Esse percentual deverá ser em obras em braile ou no formato de áudio-livro. Segundo o vereador, a intenção é permitir o acesso às pessoas com deficiência visual o acesso à educação e à cultura. Ele afirma que a medida não criará despesas adicionais à prefeitura.
O vereador fez menção a um levantamento do Ministério da Cultura. Apenas 9% das bibliotecas públicas no país tem acervos a deficientes visuais, conforme reportagem veiculada no Jornal Nacional, no mês de março.
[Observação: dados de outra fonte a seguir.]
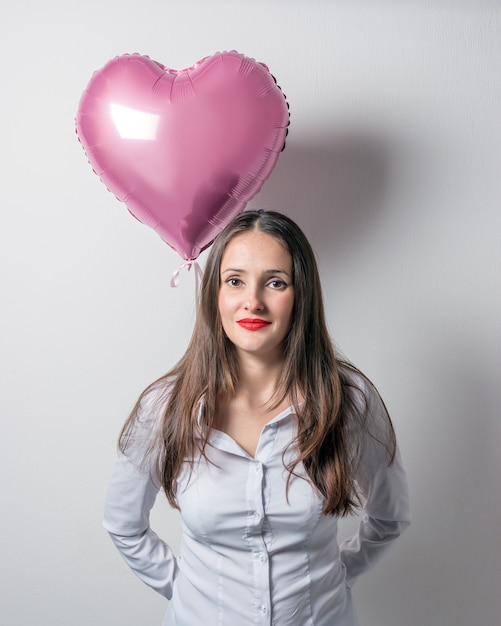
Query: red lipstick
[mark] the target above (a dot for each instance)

Ele também citou a participação do Brasil numa convenção da ONU (Organização das Nações Unidas), que trata dos direitos das pessoas com deficiência e prevê ações que permitam a participação de todos na vida cultural.
“Não há dúvidas que compete ao Município promover ações inclusivas para garantir o acesso dos deficientes visuais à cultura”, disse Dr. Marino.